= Idegarda Oliveira =

Angolan composer and singer (1931–2023)

Idegarda Oliveira (February 20, 1931 – July 31, 2023) was an Angolan singer and composer also known as Hildegarda Oliveira or Garda. She was the first Angolan to record a vinyl record released in her home country: 1958's Maria Candimba.

== Biography ==
Idegarda Oliveira was born to a mulata mother and white father in Luanda, Angola, in 1931. She studied violin at the Academy of Luanda until the sixth grade.

Oliveira started her career working as a telephone operator for customs and for the Bank of Angola, but she pursued music on the side. In 1956, she founded the musical act "Garda e o seu conjunto"—"Garda and Her Ensemble"—alongside Horácio Júnior, Alberto de Oliveira and Fernando Perez do Amaral. The following June, she was invited to sing at a private festival of new artists in Azeitão, Portugal, that was attended by various aristocrats. Her successful performance at this event led to opportunities to perform at the Casino Estoril and on television.

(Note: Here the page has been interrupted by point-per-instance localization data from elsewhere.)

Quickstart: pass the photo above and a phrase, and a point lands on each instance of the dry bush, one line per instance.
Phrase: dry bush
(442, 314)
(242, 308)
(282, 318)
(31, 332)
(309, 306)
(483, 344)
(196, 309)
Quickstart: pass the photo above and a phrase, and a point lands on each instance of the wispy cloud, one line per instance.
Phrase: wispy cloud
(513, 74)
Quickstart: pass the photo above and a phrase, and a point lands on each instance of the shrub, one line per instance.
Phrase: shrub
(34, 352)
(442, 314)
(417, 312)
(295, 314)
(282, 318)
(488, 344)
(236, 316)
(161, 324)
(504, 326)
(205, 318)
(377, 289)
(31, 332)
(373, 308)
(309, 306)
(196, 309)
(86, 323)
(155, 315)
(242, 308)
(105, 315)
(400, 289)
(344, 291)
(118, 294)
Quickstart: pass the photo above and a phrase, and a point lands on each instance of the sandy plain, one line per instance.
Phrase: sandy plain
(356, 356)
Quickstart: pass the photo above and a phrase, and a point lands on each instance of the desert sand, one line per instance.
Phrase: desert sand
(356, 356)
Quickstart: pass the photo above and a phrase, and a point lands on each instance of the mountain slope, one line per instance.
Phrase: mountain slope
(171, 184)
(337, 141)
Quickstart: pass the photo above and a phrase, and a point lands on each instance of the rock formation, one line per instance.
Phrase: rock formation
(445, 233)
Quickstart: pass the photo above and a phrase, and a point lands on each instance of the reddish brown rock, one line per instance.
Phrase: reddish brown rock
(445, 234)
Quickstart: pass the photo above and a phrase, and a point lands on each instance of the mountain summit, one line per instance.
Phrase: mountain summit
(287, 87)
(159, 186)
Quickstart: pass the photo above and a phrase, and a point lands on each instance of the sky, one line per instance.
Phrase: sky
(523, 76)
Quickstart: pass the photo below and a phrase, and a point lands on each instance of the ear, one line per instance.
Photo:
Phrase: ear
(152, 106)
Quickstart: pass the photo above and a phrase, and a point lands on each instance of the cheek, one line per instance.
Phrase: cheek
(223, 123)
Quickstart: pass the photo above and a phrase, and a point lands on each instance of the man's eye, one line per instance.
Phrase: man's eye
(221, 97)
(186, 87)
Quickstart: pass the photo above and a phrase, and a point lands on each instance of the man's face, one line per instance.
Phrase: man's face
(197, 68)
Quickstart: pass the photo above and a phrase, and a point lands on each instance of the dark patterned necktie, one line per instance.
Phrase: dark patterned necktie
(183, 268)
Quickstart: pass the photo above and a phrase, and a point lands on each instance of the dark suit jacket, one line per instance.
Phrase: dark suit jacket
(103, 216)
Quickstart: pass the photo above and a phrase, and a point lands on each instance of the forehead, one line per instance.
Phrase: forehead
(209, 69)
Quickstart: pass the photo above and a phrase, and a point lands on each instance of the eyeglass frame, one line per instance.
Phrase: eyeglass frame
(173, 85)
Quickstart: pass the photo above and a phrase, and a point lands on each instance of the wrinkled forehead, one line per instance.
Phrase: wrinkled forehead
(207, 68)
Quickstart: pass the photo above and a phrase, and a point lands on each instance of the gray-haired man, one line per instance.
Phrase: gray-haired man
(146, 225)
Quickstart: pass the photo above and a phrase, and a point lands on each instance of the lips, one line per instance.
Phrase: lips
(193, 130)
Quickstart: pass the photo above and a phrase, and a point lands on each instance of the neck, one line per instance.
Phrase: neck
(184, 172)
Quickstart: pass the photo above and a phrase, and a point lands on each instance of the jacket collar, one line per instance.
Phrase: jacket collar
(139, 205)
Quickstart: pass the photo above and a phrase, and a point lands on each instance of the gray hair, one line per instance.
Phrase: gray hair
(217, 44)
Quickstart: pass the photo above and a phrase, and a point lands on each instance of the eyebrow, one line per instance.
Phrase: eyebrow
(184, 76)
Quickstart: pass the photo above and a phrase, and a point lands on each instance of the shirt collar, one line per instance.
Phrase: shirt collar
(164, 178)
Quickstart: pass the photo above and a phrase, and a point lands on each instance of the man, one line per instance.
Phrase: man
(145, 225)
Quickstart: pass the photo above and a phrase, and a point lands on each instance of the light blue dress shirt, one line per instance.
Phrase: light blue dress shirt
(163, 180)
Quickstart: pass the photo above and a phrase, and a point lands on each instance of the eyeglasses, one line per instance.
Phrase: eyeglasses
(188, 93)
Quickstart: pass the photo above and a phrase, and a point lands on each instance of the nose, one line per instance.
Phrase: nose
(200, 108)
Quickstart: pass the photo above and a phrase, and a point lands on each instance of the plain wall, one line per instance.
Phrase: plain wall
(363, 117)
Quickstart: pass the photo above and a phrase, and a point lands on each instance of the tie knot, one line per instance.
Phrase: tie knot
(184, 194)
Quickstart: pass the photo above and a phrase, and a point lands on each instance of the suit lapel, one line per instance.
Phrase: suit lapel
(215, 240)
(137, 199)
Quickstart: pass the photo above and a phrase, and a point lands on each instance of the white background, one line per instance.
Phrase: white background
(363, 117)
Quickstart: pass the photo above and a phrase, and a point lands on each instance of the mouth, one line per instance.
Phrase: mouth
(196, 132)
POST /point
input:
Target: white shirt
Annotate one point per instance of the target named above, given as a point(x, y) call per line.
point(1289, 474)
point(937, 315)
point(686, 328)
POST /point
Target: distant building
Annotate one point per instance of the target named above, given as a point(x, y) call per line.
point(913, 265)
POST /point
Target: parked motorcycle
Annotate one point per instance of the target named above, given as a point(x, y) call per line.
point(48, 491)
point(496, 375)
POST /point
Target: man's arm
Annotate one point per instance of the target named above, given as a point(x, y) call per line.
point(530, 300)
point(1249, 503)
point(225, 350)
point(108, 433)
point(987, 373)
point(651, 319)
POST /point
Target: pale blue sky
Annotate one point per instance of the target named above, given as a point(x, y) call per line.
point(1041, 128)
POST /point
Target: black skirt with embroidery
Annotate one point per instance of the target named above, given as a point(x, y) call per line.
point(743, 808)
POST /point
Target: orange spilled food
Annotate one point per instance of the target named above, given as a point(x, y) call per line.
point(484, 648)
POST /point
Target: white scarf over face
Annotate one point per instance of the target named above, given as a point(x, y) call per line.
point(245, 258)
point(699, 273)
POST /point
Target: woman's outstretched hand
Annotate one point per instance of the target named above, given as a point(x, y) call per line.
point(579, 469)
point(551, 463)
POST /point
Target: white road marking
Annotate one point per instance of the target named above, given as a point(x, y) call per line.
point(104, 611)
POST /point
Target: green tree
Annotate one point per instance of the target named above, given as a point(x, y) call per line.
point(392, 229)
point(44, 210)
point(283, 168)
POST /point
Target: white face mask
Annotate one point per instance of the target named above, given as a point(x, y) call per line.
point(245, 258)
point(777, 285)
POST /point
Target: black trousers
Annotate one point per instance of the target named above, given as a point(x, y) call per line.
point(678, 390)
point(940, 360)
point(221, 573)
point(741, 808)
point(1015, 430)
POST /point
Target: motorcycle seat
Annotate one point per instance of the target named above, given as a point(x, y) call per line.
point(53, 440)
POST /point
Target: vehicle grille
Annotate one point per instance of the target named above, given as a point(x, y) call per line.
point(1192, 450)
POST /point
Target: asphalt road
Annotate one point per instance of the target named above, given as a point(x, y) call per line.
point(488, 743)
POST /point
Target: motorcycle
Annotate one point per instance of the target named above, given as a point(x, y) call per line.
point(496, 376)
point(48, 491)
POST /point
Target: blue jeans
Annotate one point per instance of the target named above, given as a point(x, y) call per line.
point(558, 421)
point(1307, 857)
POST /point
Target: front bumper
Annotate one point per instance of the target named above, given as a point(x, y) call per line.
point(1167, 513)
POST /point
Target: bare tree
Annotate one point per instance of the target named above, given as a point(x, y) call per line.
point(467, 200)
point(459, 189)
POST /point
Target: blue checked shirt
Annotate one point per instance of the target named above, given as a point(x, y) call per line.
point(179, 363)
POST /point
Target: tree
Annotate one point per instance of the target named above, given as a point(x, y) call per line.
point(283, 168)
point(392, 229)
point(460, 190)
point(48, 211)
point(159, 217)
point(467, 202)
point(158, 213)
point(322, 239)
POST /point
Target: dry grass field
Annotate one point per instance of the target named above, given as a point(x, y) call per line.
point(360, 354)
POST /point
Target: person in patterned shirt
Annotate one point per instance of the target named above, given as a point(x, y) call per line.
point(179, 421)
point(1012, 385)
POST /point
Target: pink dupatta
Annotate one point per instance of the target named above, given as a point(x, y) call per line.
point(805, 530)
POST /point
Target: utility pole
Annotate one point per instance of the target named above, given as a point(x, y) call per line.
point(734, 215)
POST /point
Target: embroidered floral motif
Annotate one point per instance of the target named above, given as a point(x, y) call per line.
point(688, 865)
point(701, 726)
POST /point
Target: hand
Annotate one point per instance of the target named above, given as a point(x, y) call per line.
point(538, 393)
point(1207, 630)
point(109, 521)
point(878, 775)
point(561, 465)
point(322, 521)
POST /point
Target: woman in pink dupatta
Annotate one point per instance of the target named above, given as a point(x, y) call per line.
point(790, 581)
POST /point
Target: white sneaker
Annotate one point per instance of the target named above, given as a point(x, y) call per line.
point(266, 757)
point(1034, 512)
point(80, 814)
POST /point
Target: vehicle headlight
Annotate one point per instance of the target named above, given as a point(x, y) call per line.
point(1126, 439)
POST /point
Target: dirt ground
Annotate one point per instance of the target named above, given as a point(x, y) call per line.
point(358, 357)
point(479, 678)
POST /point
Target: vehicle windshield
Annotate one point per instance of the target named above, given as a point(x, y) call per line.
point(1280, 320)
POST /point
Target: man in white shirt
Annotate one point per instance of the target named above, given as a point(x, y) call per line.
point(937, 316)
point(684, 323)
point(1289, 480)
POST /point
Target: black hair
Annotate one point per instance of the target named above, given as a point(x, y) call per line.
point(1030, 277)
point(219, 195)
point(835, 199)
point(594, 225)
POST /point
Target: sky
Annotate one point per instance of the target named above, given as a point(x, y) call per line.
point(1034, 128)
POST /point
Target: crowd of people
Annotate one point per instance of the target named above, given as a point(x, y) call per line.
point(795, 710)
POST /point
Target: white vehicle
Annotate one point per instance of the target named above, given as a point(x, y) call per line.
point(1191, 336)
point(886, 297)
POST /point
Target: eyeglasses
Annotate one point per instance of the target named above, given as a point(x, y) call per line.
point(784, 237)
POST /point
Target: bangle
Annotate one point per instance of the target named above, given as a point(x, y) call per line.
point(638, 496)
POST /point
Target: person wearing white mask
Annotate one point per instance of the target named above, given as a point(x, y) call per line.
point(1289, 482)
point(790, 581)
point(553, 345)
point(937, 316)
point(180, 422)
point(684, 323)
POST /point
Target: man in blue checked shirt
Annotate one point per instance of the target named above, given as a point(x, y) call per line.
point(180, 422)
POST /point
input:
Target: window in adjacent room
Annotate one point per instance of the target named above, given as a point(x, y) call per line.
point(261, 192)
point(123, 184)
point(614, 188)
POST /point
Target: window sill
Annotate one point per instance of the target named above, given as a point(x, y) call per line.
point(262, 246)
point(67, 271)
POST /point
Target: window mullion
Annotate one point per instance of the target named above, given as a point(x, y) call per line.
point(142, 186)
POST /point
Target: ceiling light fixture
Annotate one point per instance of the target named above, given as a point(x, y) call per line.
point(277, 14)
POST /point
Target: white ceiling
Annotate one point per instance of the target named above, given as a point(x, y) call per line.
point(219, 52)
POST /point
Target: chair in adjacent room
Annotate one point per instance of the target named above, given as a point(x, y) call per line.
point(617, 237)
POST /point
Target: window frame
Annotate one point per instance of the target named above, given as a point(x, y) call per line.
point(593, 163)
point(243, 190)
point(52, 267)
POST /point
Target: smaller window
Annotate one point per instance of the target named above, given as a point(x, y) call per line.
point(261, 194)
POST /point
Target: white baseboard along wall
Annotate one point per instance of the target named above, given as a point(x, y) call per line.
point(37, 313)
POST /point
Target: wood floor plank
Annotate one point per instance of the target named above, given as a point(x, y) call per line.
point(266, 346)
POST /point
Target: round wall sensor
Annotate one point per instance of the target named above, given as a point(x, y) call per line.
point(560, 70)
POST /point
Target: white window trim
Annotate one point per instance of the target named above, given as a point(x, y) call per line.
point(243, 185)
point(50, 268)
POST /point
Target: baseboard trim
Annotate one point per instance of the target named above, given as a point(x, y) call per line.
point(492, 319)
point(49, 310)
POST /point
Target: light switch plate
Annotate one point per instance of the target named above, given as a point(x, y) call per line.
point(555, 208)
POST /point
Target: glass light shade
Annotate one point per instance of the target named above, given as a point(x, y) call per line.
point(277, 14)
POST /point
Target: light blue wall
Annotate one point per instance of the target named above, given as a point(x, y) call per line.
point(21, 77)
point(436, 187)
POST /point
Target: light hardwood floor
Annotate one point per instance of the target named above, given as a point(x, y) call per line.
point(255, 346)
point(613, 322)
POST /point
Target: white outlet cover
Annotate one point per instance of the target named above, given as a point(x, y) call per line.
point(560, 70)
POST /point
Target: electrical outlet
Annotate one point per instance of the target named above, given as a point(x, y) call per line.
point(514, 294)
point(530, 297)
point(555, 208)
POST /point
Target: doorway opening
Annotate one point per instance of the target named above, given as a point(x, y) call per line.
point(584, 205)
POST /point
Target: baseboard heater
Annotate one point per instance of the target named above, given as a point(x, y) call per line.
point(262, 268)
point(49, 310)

Alongside her Ensemble, in 1958, Oliveira recorded the EP Maria Candimba (also known as Madya Kandimba). She composed several of the numbers on the record herself. Produced by the label Valentim de Carvalho, it was the first vinyl record by an Angolan artist, and the first Portuguese-recorded one to be released in Luanda. It was never marketed in Portugal.

After this, at age 29, Oliveira decided to follow her musical passion and settle permanently in Portugal. In 1962, she enrolled in the National Conservatory of Lisbon, where she studied solfège and violin. However, after injuring her hand in a household accident, she had to let go of her goal of becoming a classical violinist, although she continued to teach music. She married and had a son with a Portuguese soldier, José Joaquim Löfgren Rodrigues, born in Pedroso, Vila Nova de Gaia in 13 Set 1934, who in 17 Fev 1973 died in Angola during the Portuguese Colonial War.

In this period, Oliveira stopped playing music and lived in Spain and Switzerland, where she worked as a cook, as a housekeeper, and in child and elder care.

Oliveira resumed singing at festivals, bars, and restaurants in her later years, but she could not support herself economically as a musician, relying instead on her pension from the Bank of Angola. Fifty years after the release of her first record, she returned to the Valentim Carvalho studios to record a self-titled album, a mix of covers and original compositions, which was released on CD in 2010.

Idegarda Oliveira died in Faro, Portugal on July 31, 2023, at the age of 92.